A31B-0029
Carbon Monoxide Data Assimilation for Atmospheric Composition and Climate Science: Evaluating Performance with Current and Future Observations

Wednesday, 16 December 2015
Poster Hall (Moscone South)
Jerome Barre1, David P Edwards1, Benjamin Gaubert1, Helen Marie Worden1, Avelino F Arellano2 and Jeffrey L Anderson3, (1)National Center for Atmospheric Research, Boulder, CO, United States, (2)University of Arizona, Tucson, AZ, United States, (3)NCAR, Boulder, CO, United States
Abstract:
Current satellite observations of tropospheric composition made from low Earth orbit provide at best one or two measurements each day at any given location. Comparisons of Terra/MOPITT carbon monoxide (CO) and IASI/Metop CO observation assimilations will be presented. We use the DART Ensemble Adjustment Kalman Filter to assimilate observations in the CAM-Chem global chemistry-climate model. Data assimilation impacts due to both different instrument capabilities (i.e. vertical sensitivity and global coverage) will be discussed. Coverage is global but sparse, often with large uncertainties in individual measurements that limit examination of local and regional atmospheric composition over short time periods.
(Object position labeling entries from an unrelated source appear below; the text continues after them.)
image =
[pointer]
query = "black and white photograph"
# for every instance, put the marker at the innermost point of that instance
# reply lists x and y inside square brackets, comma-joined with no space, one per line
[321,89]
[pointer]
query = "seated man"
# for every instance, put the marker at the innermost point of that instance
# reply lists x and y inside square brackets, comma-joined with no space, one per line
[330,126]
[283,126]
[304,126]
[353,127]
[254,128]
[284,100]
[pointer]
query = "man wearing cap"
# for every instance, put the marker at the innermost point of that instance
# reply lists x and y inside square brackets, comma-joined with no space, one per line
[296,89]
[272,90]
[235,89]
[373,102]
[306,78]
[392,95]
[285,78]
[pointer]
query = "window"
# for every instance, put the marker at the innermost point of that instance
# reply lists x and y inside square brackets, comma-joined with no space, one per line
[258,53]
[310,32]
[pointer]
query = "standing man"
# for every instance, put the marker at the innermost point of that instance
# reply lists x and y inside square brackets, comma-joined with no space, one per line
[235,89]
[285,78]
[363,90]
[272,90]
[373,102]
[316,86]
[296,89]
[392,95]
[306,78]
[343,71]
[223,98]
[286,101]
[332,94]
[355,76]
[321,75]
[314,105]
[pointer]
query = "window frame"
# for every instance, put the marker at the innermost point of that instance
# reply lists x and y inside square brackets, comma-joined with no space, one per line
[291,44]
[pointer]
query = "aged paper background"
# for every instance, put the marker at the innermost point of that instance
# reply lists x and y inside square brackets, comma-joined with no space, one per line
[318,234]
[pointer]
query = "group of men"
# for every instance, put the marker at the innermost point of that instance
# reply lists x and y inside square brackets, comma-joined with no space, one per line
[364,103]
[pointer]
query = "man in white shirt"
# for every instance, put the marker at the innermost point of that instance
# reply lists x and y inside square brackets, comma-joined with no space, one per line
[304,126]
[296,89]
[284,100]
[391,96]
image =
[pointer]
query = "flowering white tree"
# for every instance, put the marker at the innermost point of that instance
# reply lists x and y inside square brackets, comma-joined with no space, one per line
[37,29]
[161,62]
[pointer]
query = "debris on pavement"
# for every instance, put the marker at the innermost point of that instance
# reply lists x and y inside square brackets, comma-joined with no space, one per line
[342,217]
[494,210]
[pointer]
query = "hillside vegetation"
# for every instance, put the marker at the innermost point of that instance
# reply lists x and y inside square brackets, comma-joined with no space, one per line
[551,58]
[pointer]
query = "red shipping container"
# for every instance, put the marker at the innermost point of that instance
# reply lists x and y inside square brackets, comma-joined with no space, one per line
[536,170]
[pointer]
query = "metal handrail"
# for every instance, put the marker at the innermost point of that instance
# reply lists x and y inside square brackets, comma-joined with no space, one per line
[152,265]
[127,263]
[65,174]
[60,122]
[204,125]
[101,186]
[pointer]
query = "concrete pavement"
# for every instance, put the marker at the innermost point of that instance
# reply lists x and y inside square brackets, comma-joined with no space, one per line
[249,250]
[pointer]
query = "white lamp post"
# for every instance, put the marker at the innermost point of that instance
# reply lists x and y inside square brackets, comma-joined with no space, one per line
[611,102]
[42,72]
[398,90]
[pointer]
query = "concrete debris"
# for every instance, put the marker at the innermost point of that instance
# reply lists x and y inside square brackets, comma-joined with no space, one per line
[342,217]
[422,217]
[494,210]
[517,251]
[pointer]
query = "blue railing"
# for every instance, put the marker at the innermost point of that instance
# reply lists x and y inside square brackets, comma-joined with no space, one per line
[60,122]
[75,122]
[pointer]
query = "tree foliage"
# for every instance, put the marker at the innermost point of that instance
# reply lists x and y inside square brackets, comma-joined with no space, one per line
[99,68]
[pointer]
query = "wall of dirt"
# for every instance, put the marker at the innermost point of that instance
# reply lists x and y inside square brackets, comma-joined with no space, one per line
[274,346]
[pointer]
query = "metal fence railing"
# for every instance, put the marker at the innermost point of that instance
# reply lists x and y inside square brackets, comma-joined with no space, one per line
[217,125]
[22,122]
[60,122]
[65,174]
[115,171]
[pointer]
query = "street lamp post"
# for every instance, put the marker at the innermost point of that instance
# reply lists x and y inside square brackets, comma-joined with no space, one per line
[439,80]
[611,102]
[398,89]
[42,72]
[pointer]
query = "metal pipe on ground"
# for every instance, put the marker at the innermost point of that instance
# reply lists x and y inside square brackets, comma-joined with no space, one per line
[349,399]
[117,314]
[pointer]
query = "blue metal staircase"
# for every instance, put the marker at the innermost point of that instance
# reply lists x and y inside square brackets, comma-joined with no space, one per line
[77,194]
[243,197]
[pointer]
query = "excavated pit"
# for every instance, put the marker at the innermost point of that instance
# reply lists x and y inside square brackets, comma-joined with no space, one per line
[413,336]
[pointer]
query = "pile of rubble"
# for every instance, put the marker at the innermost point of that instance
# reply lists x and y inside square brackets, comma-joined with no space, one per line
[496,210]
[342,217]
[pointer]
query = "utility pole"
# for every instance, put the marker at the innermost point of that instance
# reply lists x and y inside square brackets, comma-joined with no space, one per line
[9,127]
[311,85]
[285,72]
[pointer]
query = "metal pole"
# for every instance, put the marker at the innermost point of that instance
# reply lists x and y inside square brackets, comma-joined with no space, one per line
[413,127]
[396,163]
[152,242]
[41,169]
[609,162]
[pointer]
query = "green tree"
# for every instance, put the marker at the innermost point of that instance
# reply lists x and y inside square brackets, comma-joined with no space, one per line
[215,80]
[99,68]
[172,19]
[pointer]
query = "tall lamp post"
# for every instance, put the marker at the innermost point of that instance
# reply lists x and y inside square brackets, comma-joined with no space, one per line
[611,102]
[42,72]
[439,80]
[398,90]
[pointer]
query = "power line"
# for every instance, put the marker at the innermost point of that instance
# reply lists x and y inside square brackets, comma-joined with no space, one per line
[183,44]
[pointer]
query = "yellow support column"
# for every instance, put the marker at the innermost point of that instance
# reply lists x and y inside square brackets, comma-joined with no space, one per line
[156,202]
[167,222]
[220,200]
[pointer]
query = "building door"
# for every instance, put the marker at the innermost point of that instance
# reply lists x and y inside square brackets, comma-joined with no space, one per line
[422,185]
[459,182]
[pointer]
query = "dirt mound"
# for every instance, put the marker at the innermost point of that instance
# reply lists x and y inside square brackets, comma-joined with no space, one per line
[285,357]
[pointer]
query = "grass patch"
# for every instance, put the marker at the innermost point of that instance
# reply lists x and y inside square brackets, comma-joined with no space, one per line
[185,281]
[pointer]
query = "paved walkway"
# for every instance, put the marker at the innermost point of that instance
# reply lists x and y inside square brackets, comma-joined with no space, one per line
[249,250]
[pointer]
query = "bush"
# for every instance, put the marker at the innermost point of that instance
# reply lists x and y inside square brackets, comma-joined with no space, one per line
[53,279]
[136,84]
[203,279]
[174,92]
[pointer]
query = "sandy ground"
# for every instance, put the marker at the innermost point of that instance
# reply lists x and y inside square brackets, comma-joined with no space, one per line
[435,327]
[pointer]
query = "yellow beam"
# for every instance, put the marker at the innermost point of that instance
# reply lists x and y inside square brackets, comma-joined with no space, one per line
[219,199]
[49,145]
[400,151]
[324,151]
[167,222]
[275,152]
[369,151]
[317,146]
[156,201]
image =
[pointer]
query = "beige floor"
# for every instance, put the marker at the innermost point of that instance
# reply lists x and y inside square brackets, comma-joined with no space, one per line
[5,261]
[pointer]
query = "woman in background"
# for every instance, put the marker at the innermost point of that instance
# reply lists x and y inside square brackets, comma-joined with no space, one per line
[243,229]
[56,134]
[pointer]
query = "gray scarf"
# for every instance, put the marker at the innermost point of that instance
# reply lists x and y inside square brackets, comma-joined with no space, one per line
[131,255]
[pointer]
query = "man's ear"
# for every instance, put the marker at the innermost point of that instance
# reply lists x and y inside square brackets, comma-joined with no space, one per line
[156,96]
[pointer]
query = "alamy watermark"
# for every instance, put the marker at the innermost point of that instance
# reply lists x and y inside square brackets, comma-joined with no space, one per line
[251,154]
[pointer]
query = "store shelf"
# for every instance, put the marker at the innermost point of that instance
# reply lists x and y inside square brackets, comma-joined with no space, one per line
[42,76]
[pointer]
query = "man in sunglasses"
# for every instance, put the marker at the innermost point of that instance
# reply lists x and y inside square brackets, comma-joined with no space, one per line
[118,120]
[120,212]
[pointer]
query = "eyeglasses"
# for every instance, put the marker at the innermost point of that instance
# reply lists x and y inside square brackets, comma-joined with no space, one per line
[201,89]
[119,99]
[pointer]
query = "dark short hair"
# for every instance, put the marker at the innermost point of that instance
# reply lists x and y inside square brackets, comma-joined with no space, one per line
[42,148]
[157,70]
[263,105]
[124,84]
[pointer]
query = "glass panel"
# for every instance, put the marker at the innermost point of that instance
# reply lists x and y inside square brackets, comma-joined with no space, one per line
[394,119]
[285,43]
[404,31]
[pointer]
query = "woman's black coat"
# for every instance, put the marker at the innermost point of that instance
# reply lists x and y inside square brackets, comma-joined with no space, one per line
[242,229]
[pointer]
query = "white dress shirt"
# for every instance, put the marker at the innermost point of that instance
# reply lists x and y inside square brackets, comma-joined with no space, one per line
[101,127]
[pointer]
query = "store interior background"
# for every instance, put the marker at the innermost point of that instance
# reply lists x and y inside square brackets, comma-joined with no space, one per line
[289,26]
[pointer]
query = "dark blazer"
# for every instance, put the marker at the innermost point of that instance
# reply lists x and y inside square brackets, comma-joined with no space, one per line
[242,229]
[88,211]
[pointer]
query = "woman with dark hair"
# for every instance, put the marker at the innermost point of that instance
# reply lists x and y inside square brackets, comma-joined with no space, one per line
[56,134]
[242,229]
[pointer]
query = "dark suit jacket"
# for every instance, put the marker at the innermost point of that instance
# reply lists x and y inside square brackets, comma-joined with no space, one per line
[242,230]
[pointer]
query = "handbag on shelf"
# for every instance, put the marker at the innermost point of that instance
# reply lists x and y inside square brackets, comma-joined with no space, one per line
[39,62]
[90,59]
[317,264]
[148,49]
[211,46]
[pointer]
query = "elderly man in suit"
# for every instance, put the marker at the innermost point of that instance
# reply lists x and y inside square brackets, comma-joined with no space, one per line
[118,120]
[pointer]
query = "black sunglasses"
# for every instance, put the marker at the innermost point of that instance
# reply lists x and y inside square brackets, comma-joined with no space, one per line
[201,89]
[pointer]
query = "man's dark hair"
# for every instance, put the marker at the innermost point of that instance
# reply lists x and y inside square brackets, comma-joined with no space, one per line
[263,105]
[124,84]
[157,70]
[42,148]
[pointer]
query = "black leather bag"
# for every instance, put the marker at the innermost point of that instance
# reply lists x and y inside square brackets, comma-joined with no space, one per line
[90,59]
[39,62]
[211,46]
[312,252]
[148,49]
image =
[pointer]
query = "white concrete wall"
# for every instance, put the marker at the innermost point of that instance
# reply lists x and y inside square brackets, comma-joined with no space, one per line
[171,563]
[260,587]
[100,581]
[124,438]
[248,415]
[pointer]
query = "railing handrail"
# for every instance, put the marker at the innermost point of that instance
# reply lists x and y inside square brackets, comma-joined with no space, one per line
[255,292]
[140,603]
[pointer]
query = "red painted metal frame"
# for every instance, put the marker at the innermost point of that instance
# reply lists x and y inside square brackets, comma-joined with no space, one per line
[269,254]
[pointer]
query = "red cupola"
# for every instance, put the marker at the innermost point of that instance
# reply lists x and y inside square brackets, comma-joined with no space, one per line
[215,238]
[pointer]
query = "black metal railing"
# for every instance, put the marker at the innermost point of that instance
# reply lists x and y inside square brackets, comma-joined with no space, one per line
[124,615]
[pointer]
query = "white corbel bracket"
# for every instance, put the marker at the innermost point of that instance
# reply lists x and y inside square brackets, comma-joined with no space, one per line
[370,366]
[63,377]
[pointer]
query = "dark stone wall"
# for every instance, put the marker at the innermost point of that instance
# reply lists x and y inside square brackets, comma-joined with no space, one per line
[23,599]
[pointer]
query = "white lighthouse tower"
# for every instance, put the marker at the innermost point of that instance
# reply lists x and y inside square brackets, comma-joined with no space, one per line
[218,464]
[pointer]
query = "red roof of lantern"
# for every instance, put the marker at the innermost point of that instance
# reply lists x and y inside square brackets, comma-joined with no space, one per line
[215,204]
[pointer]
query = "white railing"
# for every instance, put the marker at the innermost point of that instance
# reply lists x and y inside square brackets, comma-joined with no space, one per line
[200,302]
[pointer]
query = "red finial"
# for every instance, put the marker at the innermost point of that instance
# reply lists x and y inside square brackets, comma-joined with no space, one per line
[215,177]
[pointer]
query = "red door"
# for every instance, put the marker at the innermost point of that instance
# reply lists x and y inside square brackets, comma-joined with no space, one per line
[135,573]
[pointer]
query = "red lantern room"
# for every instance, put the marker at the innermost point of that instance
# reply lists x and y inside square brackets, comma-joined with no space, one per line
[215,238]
This has hindered the operational uptake of these data for monitoring air quality and population exposure, and for initializing and evaluating chemical weather forecasts. By the end of the current decade there are planned geostationary Earth orbit (GEO) satellite missions for atmospheric composition over North America, East Asia and Europe with additional missions proposed. Together, these present the possibility of a constellation of geostationary platforms to achieve continuous time-resolved high-density observations of continental domains for mapping pollutant sources and variability on diurnal and local scales. We describe Observing System Simulation Experiments (OSSEs) to evaluate the contributions of these GEO missions to improve knowledge of near-surface air pollution due to intercontinental long-range transport and quantify chemical precursor emissions. Our approach uses an efficient computational method to sample a high-resolution global GEOS-5 chemistry Nature Run over each geographical region of the GEO constellation. The demonstration carbon monoxide (CO) observation simulator, which will be expanded to other chemical pollutants, currently produces multispectral retrievals (MOPITT-like) and captures realistic scene-dependent variation in measurement vertical sensitivity and cloud cover. The impact of observing over each region is evaluated independently. Winter and summer cases studies are investigated i.e. where emissions, cloud cover and CO lifetime significantly change.